Monday, July 30, 2007
P26

A Strategy for Characterizing Recombinant Microbial Cell Substrates used for Therapeutic Protein Production

William A. Miller1, Paul B. Lanter1, Stephen E. Sobacke1, Marc H. Perez2, Sriram Srinivasan1, Heather Uhles1, and Bruce F. Bishop1. (1) Global Biologics, Pfizer Corporation, 700 Chesterfield Parkway West, Chesterfield, MO 63017, (2) Global Biologics, Pfizer, 700 Chesterfield Parkway West, Chesterfield, MO 63017

The International Conference on Harmonisation (ICH) requires that marketing applications include characterization of working cell banks (WCB’s) used for biotherapeutic production.

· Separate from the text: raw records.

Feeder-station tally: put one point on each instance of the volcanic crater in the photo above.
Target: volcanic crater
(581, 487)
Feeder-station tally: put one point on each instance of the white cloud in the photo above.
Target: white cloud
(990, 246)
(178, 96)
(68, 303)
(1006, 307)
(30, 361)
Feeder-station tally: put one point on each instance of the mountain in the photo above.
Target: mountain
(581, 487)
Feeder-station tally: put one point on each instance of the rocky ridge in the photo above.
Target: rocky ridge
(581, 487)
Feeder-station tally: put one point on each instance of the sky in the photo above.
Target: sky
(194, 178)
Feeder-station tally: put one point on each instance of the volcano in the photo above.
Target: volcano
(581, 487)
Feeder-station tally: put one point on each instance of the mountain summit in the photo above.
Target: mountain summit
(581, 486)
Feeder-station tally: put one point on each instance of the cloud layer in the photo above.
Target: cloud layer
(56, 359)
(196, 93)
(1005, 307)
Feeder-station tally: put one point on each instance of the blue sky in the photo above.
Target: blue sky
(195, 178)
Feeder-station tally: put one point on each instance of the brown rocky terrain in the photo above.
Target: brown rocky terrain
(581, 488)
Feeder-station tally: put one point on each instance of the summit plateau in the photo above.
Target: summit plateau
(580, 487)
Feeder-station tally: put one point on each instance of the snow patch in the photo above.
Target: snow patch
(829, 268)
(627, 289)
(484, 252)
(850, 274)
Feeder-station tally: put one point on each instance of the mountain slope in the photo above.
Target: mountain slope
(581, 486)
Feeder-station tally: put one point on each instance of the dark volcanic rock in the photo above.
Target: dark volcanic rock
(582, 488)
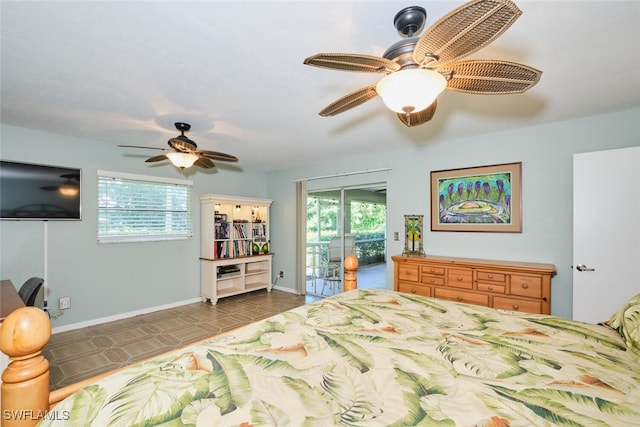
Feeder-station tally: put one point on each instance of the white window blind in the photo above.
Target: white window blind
(140, 208)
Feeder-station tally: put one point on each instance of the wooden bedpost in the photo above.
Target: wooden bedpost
(350, 278)
(25, 382)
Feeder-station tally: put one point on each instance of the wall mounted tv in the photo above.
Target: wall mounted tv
(39, 192)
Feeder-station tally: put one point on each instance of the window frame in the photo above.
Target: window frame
(185, 234)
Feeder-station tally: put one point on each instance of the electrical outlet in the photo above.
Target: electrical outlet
(65, 303)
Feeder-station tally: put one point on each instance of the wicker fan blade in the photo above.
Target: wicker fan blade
(204, 163)
(157, 158)
(420, 117)
(215, 155)
(138, 146)
(490, 77)
(352, 62)
(349, 101)
(466, 30)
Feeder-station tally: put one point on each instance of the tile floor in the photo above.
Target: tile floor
(86, 352)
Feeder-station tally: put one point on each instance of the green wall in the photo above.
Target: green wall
(105, 281)
(546, 153)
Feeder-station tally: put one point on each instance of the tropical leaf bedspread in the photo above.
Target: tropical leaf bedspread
(379, 358)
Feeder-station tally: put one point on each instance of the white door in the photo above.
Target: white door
(606, 232)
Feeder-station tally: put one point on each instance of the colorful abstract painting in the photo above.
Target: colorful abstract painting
(477, 199)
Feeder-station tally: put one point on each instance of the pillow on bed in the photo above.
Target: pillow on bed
(627, 322)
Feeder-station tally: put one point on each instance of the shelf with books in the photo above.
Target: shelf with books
(235, 255)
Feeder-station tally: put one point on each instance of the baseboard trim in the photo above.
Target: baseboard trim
(281, 288)
(121, 316)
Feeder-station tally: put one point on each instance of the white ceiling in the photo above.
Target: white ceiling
(124, 72)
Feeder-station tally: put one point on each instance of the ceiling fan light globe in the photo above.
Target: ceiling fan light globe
(69, 190)
(412, 90)
(182, 160)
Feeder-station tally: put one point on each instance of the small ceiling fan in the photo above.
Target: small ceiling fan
(184, 152)
(418, 69)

One dimension of cell bank characterization includes cell substrate stability, which is intended to demonstrate consistent production of the intended product and production capacity retention during storage under defined conditions for a given cell substrate (ICH Q5B/Q5D).  In order to evaluate cell substrate stability, reconstituted cells are examined at a minimum of two time points, one at WCB vial thaw and another at or beyond the limit of in vitro cell age of the production process.  At Pfizer, our strategy incorporates the use of 15L fermentation cultures for cell substrate stability evaluation once the in vitro cell age has been established at production scale (1500+L).  The microbial cell line presented demonstrated cell substrate stability beyond the limit of in vitro cell age based on: 1) genetic stability through plasmid and product expression cassette integrity and retention; 2) biopharmaceutical production with consistent characteristics including titer, purity and specific productivity; and 3) additional quality characteristics such as culture growth and morphology.  Furthermore, this cell line evaluation represents a best practices approach for characterizing microbial cell substrates used for biotherapeutic production.